Primary Outcomes (end points)
We will group posts into post-entry cohorts: sets of posts that were created in the same time interval.
We will primarily examine the render log, which tracks the time, user identifier, and the posts sent to the user for each request of the Trending News Feed (a “session”). In particular, we examine news posts sent in the top 6 positions for requests with post limit > 1. (We consider the absolute position in the feed, that is, we include the offset caused by non-news posts, such as announcements and surveys. Since the feed always includes a pinned post, this is typically 5 news posts if the survey is not shown).
We also construct a “shadow global” render log. For each render log entry at time t with n news posts, we create an entry in the shadow global render log at time t with the n posts that would have been shown by the “Shadow Global” Design 0 based on global interaction counts up to time t.
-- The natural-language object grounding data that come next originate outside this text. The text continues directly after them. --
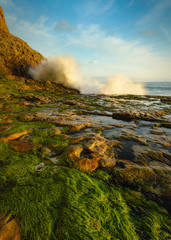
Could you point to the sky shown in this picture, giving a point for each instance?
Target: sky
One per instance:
(106, 37)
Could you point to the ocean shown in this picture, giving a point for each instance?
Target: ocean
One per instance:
(158, 88)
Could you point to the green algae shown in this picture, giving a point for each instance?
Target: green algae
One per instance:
(69, 204)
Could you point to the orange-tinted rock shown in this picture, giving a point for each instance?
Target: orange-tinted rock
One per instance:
(23, 146)
(14, 136)
(87, 164)
(74, 152)
(9, 228)
(79, 127)
(3, 25)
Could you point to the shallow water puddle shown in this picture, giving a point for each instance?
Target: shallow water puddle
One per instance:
(112, 133)
(128, 150)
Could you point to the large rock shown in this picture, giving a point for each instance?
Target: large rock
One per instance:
(14, 136)
(15, 54)
(9, 228)
(104, 148)
(3, 25)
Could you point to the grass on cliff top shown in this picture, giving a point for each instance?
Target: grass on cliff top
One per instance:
(63, 203)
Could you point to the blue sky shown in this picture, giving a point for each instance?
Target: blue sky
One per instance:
(106, 37)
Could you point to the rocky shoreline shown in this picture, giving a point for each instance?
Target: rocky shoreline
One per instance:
(77, 166)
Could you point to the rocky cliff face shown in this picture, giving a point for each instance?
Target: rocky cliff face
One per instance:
(3, 25)
(16, 56)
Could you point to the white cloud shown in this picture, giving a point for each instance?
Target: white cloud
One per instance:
(116, 55)
(93, 62)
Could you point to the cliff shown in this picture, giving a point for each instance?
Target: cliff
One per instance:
(16, 56)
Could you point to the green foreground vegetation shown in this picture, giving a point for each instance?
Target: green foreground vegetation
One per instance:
(62, 202)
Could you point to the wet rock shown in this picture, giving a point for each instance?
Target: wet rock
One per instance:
(96, 144)
(39, 167)
(54, 160)
(14, 136)
(108, 162)
(23, 146)
(127, 116)
(134, 175)
(79, 127)
(9, 228)
(74, 152)
(87, 164)
(157, 131)
(56, 130)
(45, 151)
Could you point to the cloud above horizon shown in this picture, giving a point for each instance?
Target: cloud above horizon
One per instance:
(101, 42)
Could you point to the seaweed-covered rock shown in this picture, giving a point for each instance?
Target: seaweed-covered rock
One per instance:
(9, 228)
**Relevant definitions for outcomes**
1. *Exposure market share for posts.* For each post, an exposure is defined as being in the top 6 positions of posts sent to users. The market share of a post is the number of exposures of a post, normalized by the total exposures of posts in the same post-entry cohort.
2. *Residual from shadow global.* For each post, in a given world, its residual from the shadow global is the difference in its market share based on the actual posts sent to users, and what its market share would have been if the shadow global ranking was used to rank posts in that world.
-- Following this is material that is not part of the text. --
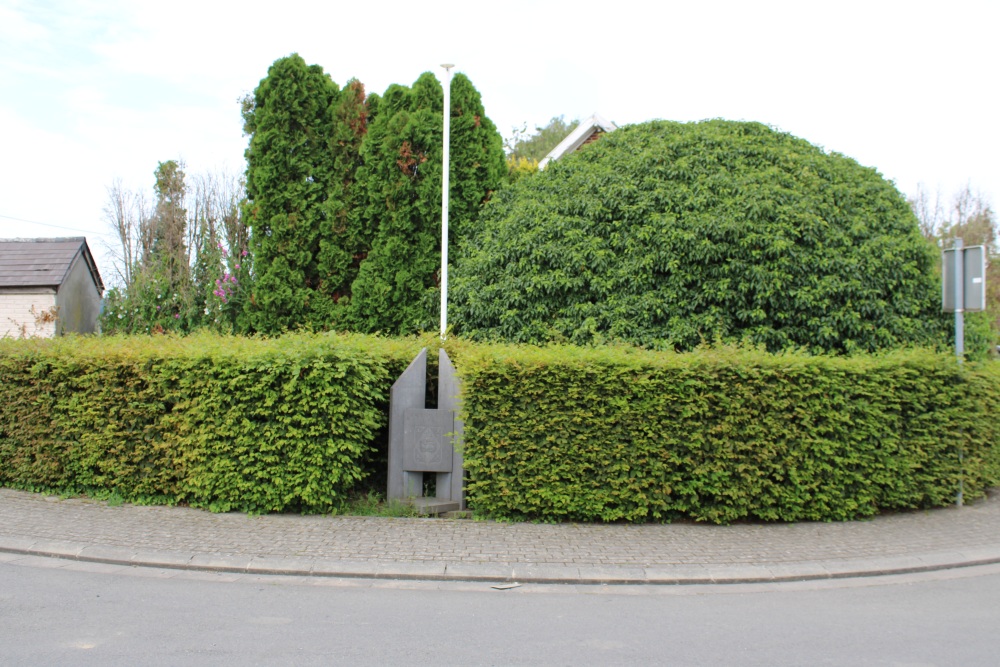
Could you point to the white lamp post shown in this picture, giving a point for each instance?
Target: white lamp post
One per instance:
(444, 198)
3. *Item quality from reverse chronological feed.* For each post, we will define its quality as explained in detail below. Given a measure of quality, we will bin eligible posts (posts rendered to any user across any Design 0-3) into quality quantiles (5 buckets), where each quintile has the same number of posts.
**Primary outcomes**
1. *Movement from Shadow Global.* In terms of market share of posts, how different are the designs from shadow global. Defined as the sum of absolute values of residuals in post-level market share in each cohort.
2. *Inequality (concentration) of post-level market shares in each cohort.* This measures how differently similarly high-quality posts are treated by the ranking rule. Our primary measure of inequality is the Gini coefficient of exposure market shares in each cohort. We will measure this both across all posts, and within post-quality groups, focusing on the top 20% of posts by estimated quality. The inference unit is the post-entry cohort, and we will average across the 3 worlds within a design before comparing designs across cohorts. As a secondary illustration, we will plot this metric for quality groups beyond the top 20%, including more granular bins.
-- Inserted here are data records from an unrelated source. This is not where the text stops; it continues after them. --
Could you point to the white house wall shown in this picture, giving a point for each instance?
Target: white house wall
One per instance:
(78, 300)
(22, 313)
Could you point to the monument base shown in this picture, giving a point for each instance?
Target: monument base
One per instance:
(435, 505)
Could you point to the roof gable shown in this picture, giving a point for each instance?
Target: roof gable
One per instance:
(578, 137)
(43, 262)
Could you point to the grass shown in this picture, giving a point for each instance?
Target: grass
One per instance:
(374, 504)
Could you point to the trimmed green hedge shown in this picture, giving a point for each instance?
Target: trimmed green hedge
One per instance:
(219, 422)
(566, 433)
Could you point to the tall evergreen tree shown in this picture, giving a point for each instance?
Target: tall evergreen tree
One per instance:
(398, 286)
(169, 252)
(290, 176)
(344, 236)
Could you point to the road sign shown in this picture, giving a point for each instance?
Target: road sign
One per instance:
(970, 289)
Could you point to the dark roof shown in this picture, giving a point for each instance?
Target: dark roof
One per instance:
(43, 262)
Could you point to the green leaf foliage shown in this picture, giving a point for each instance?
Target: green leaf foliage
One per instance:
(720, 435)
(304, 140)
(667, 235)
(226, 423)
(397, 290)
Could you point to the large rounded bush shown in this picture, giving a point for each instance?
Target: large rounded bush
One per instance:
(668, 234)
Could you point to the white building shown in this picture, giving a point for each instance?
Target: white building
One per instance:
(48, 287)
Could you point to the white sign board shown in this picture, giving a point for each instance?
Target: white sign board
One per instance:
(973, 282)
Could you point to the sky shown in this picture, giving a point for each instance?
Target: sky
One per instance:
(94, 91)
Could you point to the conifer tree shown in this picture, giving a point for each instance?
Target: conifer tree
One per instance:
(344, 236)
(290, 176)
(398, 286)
3. *Cross world unpredictability (arbitrariness) of post-level market shares across worlds in the same design.* This measures how much item-level market shares diverge across the three parallel worlds within a design. The unpredictability of a design is the Gini Mean Difference (GMD) for a post i’s market share across the 3 worlds in that design. We will report: the GMD across all posts and across the top 20% of posts by estimated quality. As a secondary illustration, we will plot this metric for quality groups beyond the top 20%, including more granular bins. We will also report the GMD conditional on the mean movement – the residual from shadow global (bucketed, into quintiles) – to decompose unpredictability caused by a design changing average exposures relative to shadow global versus variance in the change. More precisely, we will primarily test the difference in GMD averaged with uniform weight over movement quintiles. Here, the inference unit is the post-entry cohort; for each design x cohort, we will compute the GMD across the 3 worlds for each post, then average across posts within the cohort, and then compare designs across cohorts.
4. *User facing outcomes.*
(a) *Exposure quality:* The main quality outcome is the average external quality of the visibility allocated by the ranking rule, using position-weighted exposure. This will primarily be defined as the average (unweighted) quality of the top-6 posts sent to users, as in the exposure metric. The inference unit is each post entry cohort: we will compute the quality-allocation metric for each design x cohort, then compare designs across cohorts (properly accounting for how world averaging affects variance of the estimate). We average across worlds within each design.
(b) *User engagement metrics:* positive interactions (likes, replies, reposts, quote posts, see more), sessions, and session depth. A session is defined as a request to the Graze Trending News feed. Session depth is defined as the number of items viewed within a request. Positive interactions and sessions are the primary engagement outcomes, while session depth is a secondary engagement outcome. For positive interactions, our primary measure is "on-feed likes per session", with secondary measures using “on-feed likes per exposure” and the full set of interaction types, weighted in the same way as the ranking rule in the experiment.